This 1995 film, directed and written by Clive Barker begins as many horror films do with the camera showing us all the creepy things that we know spell “time to go someplace else.”

We’re in the desert and looking at an abandoned Imageone story building. There’s an array of small animal bones, skulls, old broken dolls, dead snakes, etc. A group of people drives up and approaches the building commando-style. Inside, there’s a party going on and it’s obvious these gun-toters aren’t there to bring the dip. As these fun-interruptus types barge in, we see someone sitting on the steps. The androgynous figure is a character named “Butterfield” (Trevor Edmond) who is the biggest baddest fan of “Nix.” Nix (Daniel von Bargen) is a mellow-voiced sorcerer who has plans to sacrifice a young girl. The girl cowers in the corner while a large, nasty baboon bares its teeth and tries to bite her. I think the point of the party and the sacrifice is to kill the world and hang around after and gloat, but I’m not sure.

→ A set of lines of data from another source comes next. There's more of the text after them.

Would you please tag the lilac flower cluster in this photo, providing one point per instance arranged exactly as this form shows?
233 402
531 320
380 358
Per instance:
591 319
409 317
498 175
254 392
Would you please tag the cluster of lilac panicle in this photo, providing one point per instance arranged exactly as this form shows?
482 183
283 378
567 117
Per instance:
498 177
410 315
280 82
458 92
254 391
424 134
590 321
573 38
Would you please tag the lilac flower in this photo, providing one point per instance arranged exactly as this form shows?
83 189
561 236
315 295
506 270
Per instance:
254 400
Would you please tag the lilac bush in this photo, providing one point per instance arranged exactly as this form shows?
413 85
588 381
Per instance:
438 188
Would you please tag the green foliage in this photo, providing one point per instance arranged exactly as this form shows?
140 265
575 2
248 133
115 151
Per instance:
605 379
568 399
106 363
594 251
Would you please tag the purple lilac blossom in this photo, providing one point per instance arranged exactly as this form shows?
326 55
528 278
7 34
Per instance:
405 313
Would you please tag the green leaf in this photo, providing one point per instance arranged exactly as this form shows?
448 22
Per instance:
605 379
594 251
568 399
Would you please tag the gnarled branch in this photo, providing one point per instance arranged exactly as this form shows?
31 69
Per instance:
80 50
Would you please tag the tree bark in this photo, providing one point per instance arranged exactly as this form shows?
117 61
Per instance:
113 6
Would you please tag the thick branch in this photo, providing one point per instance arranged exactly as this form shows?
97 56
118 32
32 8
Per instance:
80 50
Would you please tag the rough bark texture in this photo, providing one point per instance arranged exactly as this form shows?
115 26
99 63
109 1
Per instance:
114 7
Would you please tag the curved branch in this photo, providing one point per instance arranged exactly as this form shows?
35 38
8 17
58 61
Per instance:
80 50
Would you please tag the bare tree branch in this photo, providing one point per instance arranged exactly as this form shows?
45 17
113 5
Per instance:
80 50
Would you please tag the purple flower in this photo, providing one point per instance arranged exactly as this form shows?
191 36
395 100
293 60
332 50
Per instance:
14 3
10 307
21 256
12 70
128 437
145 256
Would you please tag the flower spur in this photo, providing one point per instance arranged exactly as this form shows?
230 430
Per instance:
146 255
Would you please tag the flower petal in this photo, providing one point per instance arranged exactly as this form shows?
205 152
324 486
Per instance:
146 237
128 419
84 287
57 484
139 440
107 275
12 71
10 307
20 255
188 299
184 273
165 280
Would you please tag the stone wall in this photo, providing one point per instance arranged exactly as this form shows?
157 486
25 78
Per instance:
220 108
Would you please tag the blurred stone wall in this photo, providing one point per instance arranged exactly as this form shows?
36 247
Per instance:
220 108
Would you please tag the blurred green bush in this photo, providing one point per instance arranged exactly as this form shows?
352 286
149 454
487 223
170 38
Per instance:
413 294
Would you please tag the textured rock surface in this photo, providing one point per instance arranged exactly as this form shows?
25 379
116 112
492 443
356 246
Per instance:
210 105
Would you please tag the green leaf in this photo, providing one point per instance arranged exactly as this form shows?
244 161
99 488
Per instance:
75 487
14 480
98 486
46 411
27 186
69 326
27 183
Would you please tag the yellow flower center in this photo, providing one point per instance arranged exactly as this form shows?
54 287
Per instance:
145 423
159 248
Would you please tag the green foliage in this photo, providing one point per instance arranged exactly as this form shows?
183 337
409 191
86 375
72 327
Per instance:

All the party goers are having a great time.

They’re shaving their heads and looking at each other like good sex is going to happen soon. The head of the commandos is a guy named Swann (Kevin O’Conner). Things get crazy and Nix ends up dead and buried with an iron mask nailed to his head to keep him dead. In the meantime, Butterfield who survives the fracas is getting really mad.

So now we jump fifteen years. Swann is a world famous magician.

A new character is introduced-a detective (who knows the “dark-side” we’re told via a flashback and a newspaper headline) named Harry D’Amour (Scott Bakula) While on another case, Harry stumbles on a murder-in-progress, which happens to be a revenge killing to get back at the people who broke up the party and nailed Nix. Of course Butterfield (now played by Barry Del Sherman) is involved and of course Harry decides to investigate. This takes him to Swann’s Beverly Hills mansion and Mrs. Swann (in name only we’re told), Famke Janssen.

So let’s skip ahead, shall we?

Swann fakes his death; Butterfield is fooled but he still manages to dig up Nix and re-book the party with all the same folks invited and of course they bring their scissors and razors. What fun. Swann ends up in a stand-off with Nix, who is disappointed because he had counted on Swann to help him kill the world and afterwards they could just hang out together. Poor Butterfield is so unappreciated. Harry shows up and of course there’s a stand-off and of course the only people left are the best looking–Scott Bakula and Famke. The world is saved. My guess is both Famke and Scott considered firing their agents after this.

Despite the mess and confusion, mostly linked to the dangling plot lines like –the client who paid Harry to investigate the unfaithful husband, the cool woman cop, the helpful Magic Castle magician who helped Harry find some perfectly irrelevant info, I kept watching.

I think it was because of Butterfield and the party-goers. They were so passionate, so into whatever Nix was selling, it was seductive. The movie came alive during the party scenes and whenever Butterfield showed up. Otherwise I felt as if I was watching some good actors (Bakula, Janssen, O’Conner,etc.) looking like they would rather be having a root canal.  All in all, I’d opt for the movie rather than the root canal, but as far as that party goes, I’m not shaving my head for no one.